Law Should Make Agents Respect Privacy
[Author – Tim ODwyer]
Funny how Queensland’s Office of Fair Trading annually licenses estate agents to give them a monopoly on charging fees for selling property.
Yet, when grieving folk complained about agents’ following up on funeral notices, the Fair Trading Minister was “appalled”, and described the practice as “abhorrent”. Meanwhile another Beattie government minister had to direct the removal of a section of a TAFE Estate Agents’ training manual (supplied by the REIQ) detailing how to use Death Notices to secure sales listings.
On Channel 9’s A CURRENT AFFAIR, I described funeral notice trawling as “the pits, the very, very bottom of real estate practice.” Using Death Notices to tout for sales listings has been going on for years. But this is only the ugly tip of an offensive iceberg of unwelcome harassment of property owners through letters, phone calls and the like. It doesn’t matter whether the tactics are high-pressure or extremely subtle, none of us expects or tolerates these sorts of personal approaches from any other trade or profession licensed or regulated by government. Why are agents allowed to invade the privacy of property-owners?
The laws relating to real estate agents need to be toughened up, as I have said on radio and on TV, to ban agents making unsolicited personal contact with owners in any situation.

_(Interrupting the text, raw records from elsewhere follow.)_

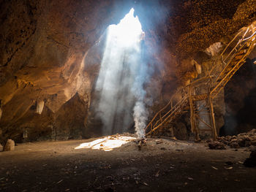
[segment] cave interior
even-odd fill
[[[1,191],[255,191],[255,0],[0,1]]]

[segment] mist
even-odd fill
[[[133,9],[118,24],[108,28],[95,86],[99,95],[95,110],[104,135],[123,133],[134,123],[138,137],[144,137],[148,111],[143,85],[150,76],[143,60],[144,36]]]

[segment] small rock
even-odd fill
[[[4,146],[4,151],[12,151],[12,150],[14,150],[15,145],[15,144],[13,140],[8,139],[7,142],[7,144]]]
[[[244,165],[248,167],[256,166],[256,150],[252,151],[249,158],[244,161]]]
[[[211,150],[225,150],[225,145],[219,142],[211,142],[208,144]]]

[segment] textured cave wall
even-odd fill
[[[0,137],[19,140],[25,129],[34,140],[56,129],[57,139],[67,139],[74,137],[75,125],[82,128],[91,86],[83,58],[120,19],[118,13],[113,18],[116,6],[113,1],[1,1]],[[36,114],[39,101],[41,115]],[[75,118],[82,115],[83,120]]]
[[[0,140],[85,136],[100,56],[91,66],[83,58],[131,7],[157,66],[147,85],[155,93],[151,114],[176,88],[197,77],[192,58],[203,65],[206,47],[256,17],[255,0],[1,1]]]
[[[225,88],[225,123],[222,135],[246,132],[256,126],[256,66],[248,58]]]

If people wish to sell with an agent they will choose one – at their own convenience. Let agents promote themselves and their selling services , but a legal line must be drawn. A duty to respect the privacy of property owners must be an enforceable condition of the lucrative monopoly which every real estate licence ensures.
FOOTNOTE:
This problem also occurs in Victoria. Changing Places, a real estate agency operated by estate agent Cameron Fisher AAPI, has used the probate notices of The Age newspaper as a means of promoting its services. In my opinion it’s a truly disgusting practice.